90% of the time we use the subway to move around the city. Here are some of my most memorable moments on the subway – no photos so you’ll just have to hang in there without visual aids.
5. See the Christmas 2008 blog for details – but here is the short version: good singer, acoustic guitar, “Happy Christmas” by John Lennon, and Macy’s windows…enough said.
4. Friend of Bill – you may or may not know that if you are a ‘Friend of Bill’ you are most likely a member of AA or at least know a member of AA. One afternoon I was on the subway and it wasn’t too crowded, at one stop an older gentleman boarded the train and sat down across from me – he was dressed in a disheveled suit and worn out dress shoes. He looked like someone that was just down on his luck, he was trying to dress nicely but you could tell it was probably a suit he had for a very long time or something from Goodwill that didn’t fit quite right. I gave him a smile, just to be nice and show that I respected him even if he wasn’t dressed to the nines – I appreciated his effort. Well that did it, at that point he said something to me and I couldn’t hear him. I just smiled and shrugged – well then he proceeded to yell “are you a Friend of Bill”. I smiled and shake my head ‘no’ hoping the conversation would end with that. But no, again he yells “it’s code”. I shake my head “yes” and luckily I’m at my stop so I quickly nod goodbye and head off the train. It just cracks me up that he felt the need to let me know he was talking in “code” – I’m thinking maybe he was at the early stages of his program or maybe veered off track a bit. That’s what I get for trying to be nice.

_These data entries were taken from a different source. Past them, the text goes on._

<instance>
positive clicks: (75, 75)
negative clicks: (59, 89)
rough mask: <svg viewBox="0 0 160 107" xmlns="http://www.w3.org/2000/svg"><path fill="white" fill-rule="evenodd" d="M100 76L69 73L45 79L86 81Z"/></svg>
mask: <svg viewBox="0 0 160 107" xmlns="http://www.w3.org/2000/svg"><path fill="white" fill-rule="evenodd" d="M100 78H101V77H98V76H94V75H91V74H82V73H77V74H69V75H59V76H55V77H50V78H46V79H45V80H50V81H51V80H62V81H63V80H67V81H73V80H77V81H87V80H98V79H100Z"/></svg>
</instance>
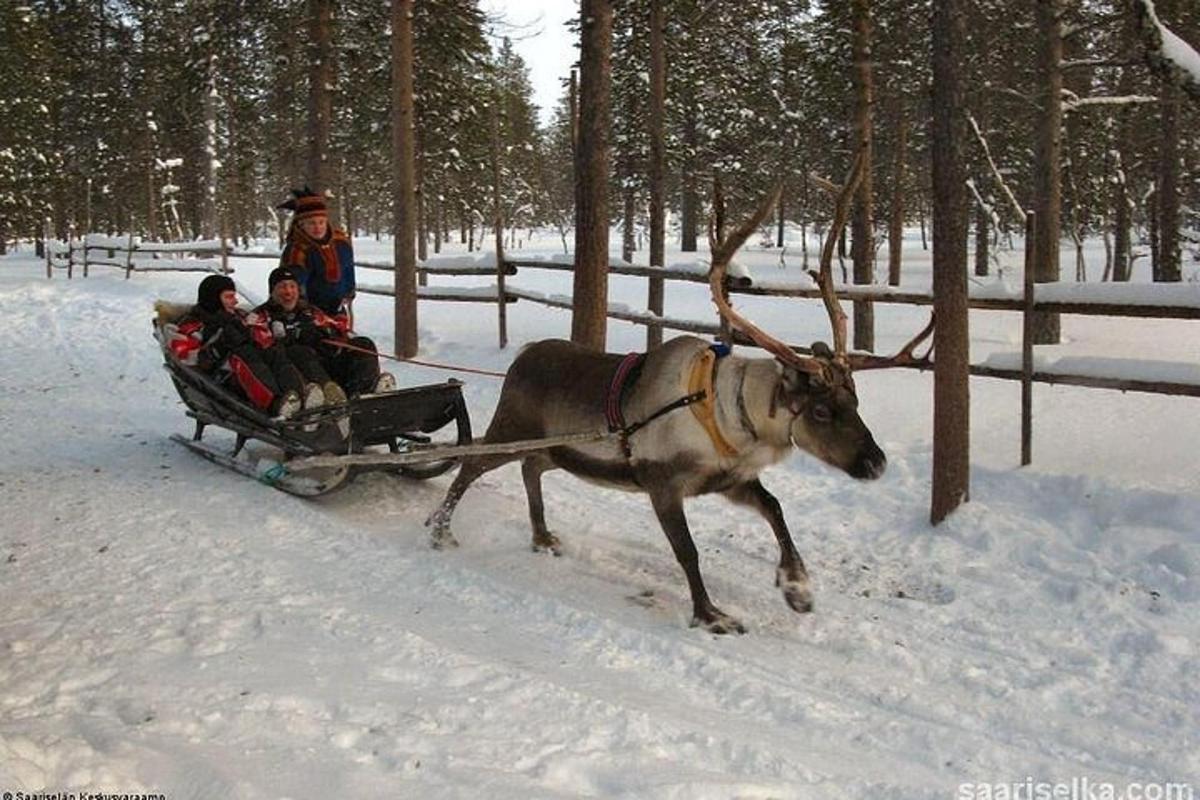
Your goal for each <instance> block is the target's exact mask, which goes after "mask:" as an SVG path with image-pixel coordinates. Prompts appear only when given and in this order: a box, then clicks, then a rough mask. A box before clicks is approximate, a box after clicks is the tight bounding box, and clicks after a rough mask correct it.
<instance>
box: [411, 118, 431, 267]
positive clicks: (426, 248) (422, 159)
mask: <svg viewBox="0 0 1200 800" xmlns="http://www.w3.org/2000/svg"><path fill="white" fill-rule="evenodd" d="M414 138H415V139H416V140H415V142H414V143H413V146H414V148H415V152H414V154H413V156H414V162H415V163H414V167H415V169H416V174H415V179H414V184H415V185H414V186H413V196H414V197H413V206H414V209H415V211H416V263H418V264H424V263H425V260H426V259H428V257H430V249H428V247H430V246H428V241H430V223H428V215H427V211H428V210H427V209H426V207H425V151H424V150H422V149H421V143H420V136H416V137H414Z"/></svg>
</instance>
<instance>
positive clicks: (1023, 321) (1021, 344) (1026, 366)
mask: <svg viewBox="0 0 1200 800" xmlns="http://www.w3.org/2000/svg"><path fill="white" fill-rule="evenodd" d="M1037 231H1038V217H1037V215H1036V213H1034V212H1033V211H1028V212H1026V217H1025V297H1024V300H1025V303H1024V306H1025V307H1024V309H1022V311H1021V467H1028V465H1030V464H1031V463H1033V266H1034V261H1036V260H1037V255H1036V252H1034V249H1036V248H1034V247H1033V246H1032V242H1033V241H1034V239H1036V236H1037Z"/></svg>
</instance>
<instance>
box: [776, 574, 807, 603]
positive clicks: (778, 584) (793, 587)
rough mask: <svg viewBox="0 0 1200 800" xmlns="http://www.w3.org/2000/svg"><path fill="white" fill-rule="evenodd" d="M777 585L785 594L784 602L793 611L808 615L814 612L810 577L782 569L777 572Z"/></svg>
mask: <svg viewBox="0 0 1200 800" xmlns="http://www.w3.org/2000/svg"><path fill="white" fill-rule="evenodd" d="M775 585H776V587H779V588H780V589H781V590H782V593H784V600H785V601H787V604H788V606H790V607H791V608H792V610H794V612H798V613H800V614H808V613H809V612H811V610H812V589H811V588H810V587H809V576H806V575H804V573H800V575H796V573H788V571H787V570H785V569H782V567H780V569H779V570H776V571H775Z"/></svg>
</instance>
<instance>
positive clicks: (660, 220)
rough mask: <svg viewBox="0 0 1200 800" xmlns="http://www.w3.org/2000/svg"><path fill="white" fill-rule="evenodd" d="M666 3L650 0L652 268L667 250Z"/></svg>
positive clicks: (650, 132) (651, 341)
mask: <svg viewBox="0 0 1200 800" xmlns="http://www.w3.org/2000/svg"><path fill="white" fill-rule="evenodd" d="M662 1H664V0H650V103H649V120H648V125H649V139H650V163H649V166H648V167H649V182H650V266H662V264H664V261H665V251H666V247H665V245H666V130H665V126H664V119H665V108H666V84H667V70H666V46H665V43H664V32H665V31H664V28H665V25H666V22H665V18H664V14H662ZM662 301H664V290H662V278H650V279H649V296H648V297H647V302H646V305H647V308H648V309H649V311H650V313H654V314H659V315H660V317H661V315H662ZM660 344H662V327H661V326H659V325H648V326H647V329H646V349H647V350H653V349H654V348H656V347H659V345H660Z"/></svg>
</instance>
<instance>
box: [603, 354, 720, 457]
mask: <svg viewBox="0 0 1200 800" xmlns="http://www.w3.org/2000/svg"><path fill="white" fill-rule="evenodd" d="M728 353H730V349H728V347H727V345H725V344H714V345H712V347H709V348H706V349H704V351H703V353H701V354H700V356H698V357H697V359H696V361H695V362H694V363H692V367H691V374H690V375H689V378H688V393H686V395H684V396H683V397H680V398H678V399H676V401H672V402H670V403H667V404H666V405H664V407H662V408H660V409H658V410H656V411H654V413H653V414H650V415H649V416H648V417H646V419H644V420H641V421H638V422H632V423H626V422H625V413H624V410H623V407H624V403H625V396H626V395H628V393H629V392H630V390H631V389H632V387H634V385H635V384H636V383H637V379H638V378H640V377H641V374H642V366H643V365H644V361H646V354H644V353H630V354H628V355H626V356H625V357H624V359H622V360H620V363H618V365H617V369H616V371H614V372H613V375H612V379H611V380H610V381H608V392H607V393H606V395H605V421H606V422H607V423H608V432H610V433H617V434H618V435H619V440H620V450H622V452H623V453H624V455H625V458H626V459H628V458H631V457H632V455H634V453H632V449H631V447H630V444H629V438H630V437H631V435H634V434H635V433H636V432H638V431H641V429H642V428H643V427H646V426H647V425H649V423H650V422H653V421H654V420H656V419H659V417H660V416H662V415H665V414H670V413H671V411H673V410H676V409H679V408H684V407H688V405H690V407H691V410H692V414H695V415H696V419H697V420H698V421H700V423H701V425H702V426H703V428H704V431H706V432H707V433H708V437H709V439H712V440H713V446H714V447H715V449H716V452H718V453H720V455H721V456H734V455H737V452H738V451H737V449H736V447H734V446H733V445H731V444H730V443H728V440H727V439H726V438H725V437H724V435H722V434H721V431H720V428H719V427H718V425H716V411H715V405H716V402H715V401H716V395H715V392H714V391H713V374H714V372H715V371H716V360H718V359H719V357H721V356H725V355H728Z"/></svg>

3. Michael and I were riding the subway downtown one weekend, at a stop this crazy wild man dressed in a costume of black pants and a puffy white shirt boards the train with some kind of suitcase contraption. It turns out the suitcase is a little table – he sets it up in the middle of the subway car and starts to perform magic tricks. The entire time he is dashing up and down the car and yelling things either in a foreign language or maybe he was using special words to conjure up his magic. It was fascinating in that car crash kind of way, you didn’t want to make eye contact but you wanted to see what he was doing. Well of course at one point he notices I’m watching the show – he comes right in front of me with a covered metal dish. He shows me and everyone in the area the dish is empty, he covers the dish and hands me a “magic” wand. He then tells me to tap the dish with the wand, when I tap the dish he shouts out a few “magic” words, opens the dish and out flies a small bird! The bird lands right in his hand and the show is over. Well we had to give him a dollar for that level of entertainment (in general I usually will give a dollar to the performers but not the people that just come through the cars with a hand out – I feel like they need to work for the money). I always wondered what I would do if I was on the subway and it was like the movie “Borat” and someone pulled a chicken out of a suitcase – hopefully this is the closest I will come to that situation. It certainly was unexpected (and yes, I let out a little screech when the bird came flying out of the dish).
2. Yet another time Michael and I were riding the subway. The train was mildly crowded, meaning all of the seats are full and some people were standing in the aisle. A young man entered the car from one end, walked to the middle of the car and turned on a boom box. He then proceeded to do dance/gymnastic moves in the aisle of the car. He was flipping upside down and flipping sideways using the poles and overhead bars. It was awesome, he had incredible upper body strength – I’ve never seen anything like it. He even got a round of applause when he his performance ended.
1. This happened pretty soon after I moved to NYC - it was a Friday night and I was meeting Michael to go out after work. I got on the train and it was relatively crowded, I was standing in the back corner and there was a gentleman right next to me. He was obviously mentally challenged (he had the look and he was wearing his ID and subway card in a pouch around his neck). At one point I smile at him just to be friendly (you would think this incident would have cured me of trying to be nice to people on the train – but no….) Well that of course was an open invitation for him to start talking to me. Next thing you know he tells me he has something to show me (uh oh – I’m a little concerned at this point, you know it isn’t anything good) and he starts fumbling around the inside pocket of his jacket. He pulls out a plastic badge with a pair of golden boobs and it says “Boob Inspector”. Wow, awesome – this is a great city…..thankfully it was my stop and I hustled out the door. (And even if it wasn’t my stop you know I would have been off that car so fast – there was no good end to that conversation.)